I'll apologize now for the length, I need to vent. I don't know what anyone could say to help me. I don't think there is anything.

My husband has lied to me so many times over 26 years I can't count. Of course that goes with cheating.
I used to think that I couldn't think about how much better it wouldv'e been if I'd left him when we had one child because the other 3 wouldn't be here. 
Now I know it wouldv'e been better for them to have different parents. 

I'm so depressed I sleep because of sleeping pills, I can't eat....not that that's bad as I put on weight in my denial of thinking things were good the past few years.
I don't understand why people lie and cheat.

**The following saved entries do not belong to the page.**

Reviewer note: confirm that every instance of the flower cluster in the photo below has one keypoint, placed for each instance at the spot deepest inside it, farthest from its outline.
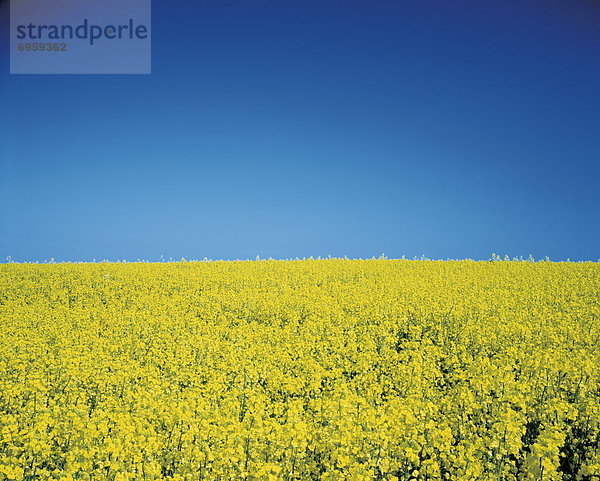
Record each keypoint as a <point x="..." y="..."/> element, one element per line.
<point x="294" y="370"/>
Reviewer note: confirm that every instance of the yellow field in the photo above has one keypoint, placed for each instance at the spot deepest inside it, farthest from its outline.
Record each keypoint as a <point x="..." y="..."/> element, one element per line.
<point x="331" y="369"/>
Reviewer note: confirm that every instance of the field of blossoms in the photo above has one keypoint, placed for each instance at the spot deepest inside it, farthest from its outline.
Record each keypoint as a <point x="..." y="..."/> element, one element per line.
<point x="300" y="370"/>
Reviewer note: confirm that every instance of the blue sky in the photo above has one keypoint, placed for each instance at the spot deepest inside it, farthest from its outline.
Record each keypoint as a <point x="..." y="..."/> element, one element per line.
<point x="343" y="128"/>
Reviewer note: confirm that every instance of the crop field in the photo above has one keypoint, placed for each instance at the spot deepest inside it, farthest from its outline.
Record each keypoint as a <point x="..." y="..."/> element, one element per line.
<point x="300" y="370"/>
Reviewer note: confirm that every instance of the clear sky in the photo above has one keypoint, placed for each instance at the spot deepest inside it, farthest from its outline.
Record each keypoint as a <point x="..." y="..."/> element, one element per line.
<point x="344" y="128"/>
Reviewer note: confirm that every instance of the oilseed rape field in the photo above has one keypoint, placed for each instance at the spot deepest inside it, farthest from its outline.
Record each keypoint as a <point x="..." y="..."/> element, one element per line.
<point x="300" y="370"/>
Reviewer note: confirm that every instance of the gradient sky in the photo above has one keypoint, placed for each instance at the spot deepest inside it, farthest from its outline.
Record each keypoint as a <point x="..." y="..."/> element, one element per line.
<point x="344" y="128"/>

I keep a nice home. I raise our children and do most everything.
I've always fully supported him in his pursuit of education and career.

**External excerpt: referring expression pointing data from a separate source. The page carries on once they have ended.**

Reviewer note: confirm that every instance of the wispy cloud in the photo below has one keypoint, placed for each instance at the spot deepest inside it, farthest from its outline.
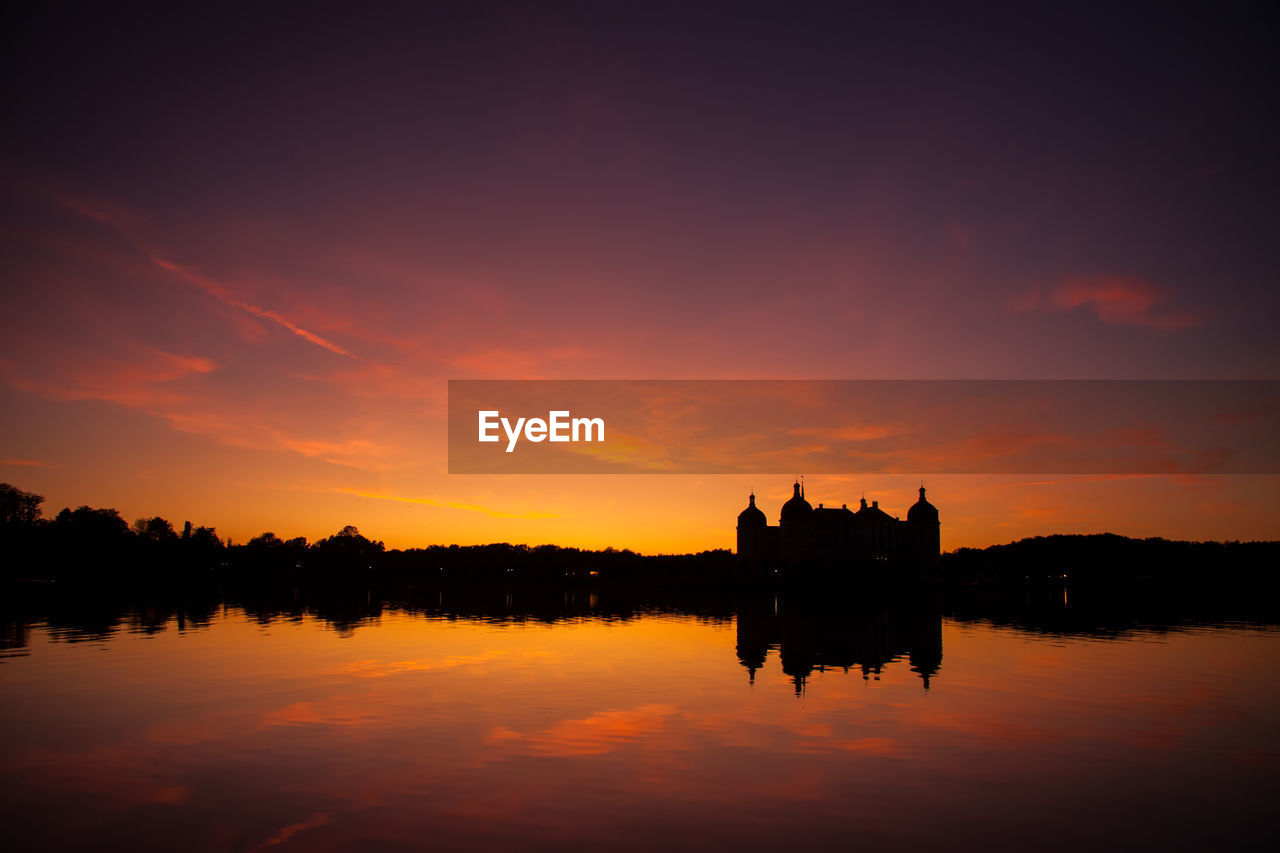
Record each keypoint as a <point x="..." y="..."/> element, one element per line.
<point x="1116" y="300"/>
<point x="222" y="293"/>
<point x="449" y="505"/>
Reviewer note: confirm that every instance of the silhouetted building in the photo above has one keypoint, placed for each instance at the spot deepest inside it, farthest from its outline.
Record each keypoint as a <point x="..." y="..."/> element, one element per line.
<point x="831" y="539"/>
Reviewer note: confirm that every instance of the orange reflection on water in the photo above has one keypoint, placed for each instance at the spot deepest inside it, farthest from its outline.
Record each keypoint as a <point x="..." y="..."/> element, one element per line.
<point x="292" y="735"/>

Sex has always been great, I've been open to all he wants to try and its often. ...often enough that the wives of friends would complain that there husbands would bring up...'but they're doing it this often'... I didn't realize guys talked about it.
I try to remember to let him know that I appreciate him and do little things to show him. Dinner he likes, notes etc.

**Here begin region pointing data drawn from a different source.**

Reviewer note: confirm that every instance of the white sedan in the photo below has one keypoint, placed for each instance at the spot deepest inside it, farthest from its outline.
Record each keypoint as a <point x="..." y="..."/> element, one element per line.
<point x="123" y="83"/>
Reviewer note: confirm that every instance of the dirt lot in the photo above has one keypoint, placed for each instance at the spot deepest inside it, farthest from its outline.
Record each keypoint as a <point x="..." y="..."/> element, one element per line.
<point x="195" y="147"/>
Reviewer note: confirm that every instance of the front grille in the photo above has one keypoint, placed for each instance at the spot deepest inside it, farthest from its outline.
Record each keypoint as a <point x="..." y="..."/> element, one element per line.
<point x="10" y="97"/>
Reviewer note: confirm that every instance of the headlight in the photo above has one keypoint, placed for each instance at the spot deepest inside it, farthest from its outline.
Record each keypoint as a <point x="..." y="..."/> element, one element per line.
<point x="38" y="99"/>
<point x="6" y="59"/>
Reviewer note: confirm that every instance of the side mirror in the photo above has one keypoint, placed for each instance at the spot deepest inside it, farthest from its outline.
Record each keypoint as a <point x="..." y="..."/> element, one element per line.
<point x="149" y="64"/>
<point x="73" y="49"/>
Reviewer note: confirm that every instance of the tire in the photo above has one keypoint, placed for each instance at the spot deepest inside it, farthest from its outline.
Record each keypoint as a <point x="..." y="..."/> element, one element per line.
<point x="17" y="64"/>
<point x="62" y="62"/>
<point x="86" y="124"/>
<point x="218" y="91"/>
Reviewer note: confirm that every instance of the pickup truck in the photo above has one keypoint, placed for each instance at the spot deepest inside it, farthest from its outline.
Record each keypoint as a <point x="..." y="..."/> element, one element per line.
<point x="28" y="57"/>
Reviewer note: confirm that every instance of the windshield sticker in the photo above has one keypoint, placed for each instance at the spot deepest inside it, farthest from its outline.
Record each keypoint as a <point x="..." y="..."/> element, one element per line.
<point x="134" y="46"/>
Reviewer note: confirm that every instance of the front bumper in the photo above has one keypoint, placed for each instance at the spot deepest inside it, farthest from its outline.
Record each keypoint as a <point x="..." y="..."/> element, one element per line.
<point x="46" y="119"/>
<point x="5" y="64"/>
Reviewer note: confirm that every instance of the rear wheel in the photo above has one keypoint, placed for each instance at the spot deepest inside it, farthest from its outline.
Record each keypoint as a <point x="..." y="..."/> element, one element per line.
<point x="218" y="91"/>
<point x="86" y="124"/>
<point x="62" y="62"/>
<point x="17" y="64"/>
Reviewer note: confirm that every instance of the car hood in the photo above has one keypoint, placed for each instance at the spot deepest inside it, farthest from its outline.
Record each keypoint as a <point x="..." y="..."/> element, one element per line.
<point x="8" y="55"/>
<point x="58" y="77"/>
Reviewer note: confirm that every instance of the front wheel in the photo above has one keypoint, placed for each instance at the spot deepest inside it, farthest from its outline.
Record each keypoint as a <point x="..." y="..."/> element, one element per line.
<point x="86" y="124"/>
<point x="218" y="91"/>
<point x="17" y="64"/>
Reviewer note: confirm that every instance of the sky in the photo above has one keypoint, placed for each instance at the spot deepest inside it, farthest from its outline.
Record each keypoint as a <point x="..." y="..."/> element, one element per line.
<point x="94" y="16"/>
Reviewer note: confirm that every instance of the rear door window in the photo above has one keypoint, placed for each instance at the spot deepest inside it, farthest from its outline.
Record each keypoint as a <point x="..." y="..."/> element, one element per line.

When we got married all other thoughts left my mind about anything that would be detremental to us. We'd promised to be true and faithful. Why can't people keep to the promises? Why are they such scum. 

I don't understand what I've done wrong. There is no reason for us to be in this situation. He just called and said he got us an appointment with a counselor, (I requested) but I don't think it'll do any good.
I'm so stupid, I spent so much time devoted to him I have no options. I have no job skills, the job I knew is obsolete, gone to the way of modernization.
I tried to go back to school a couple of times but got no support and had to quit since he wouldn't be around for the kids.

I have no options. My kids would be better off with me dead than them having divorced parents and a mother in a shack on welfare.

My husband is succesful, he didn't finish high school but has since GED'd college and certifications. Maybe he's resentful now of my stupidness.

Should I just disappear? I know people can, it'd be just to hop a bus to nowhere and stay there.


----------



## Jenmssb (Mar 4, 2010)

I am so sorry you are having so many problems. I can really relate to a lot to what you said in my own situation. Sure doesn't sound like its a problem with you. He sounds very messed up. That lying thing... that has got to be very tough. I do know that you are VERY important and loved by your children. 

Great that you all have an appointment with a counselor! Take a deep breath and maybe there will be something there for you. Your counselor will probably want to meet with you individually as well which would probably be good. 

Hope to here how things are going. Take care.


----------



## bravo99 (Mar 2, 2010)

Thank you. I don't understand how people do it. I read what they're going through and handling it, I'm falling apart. I can't eat or sleep or think, yet my mind is racing with confusion.


----------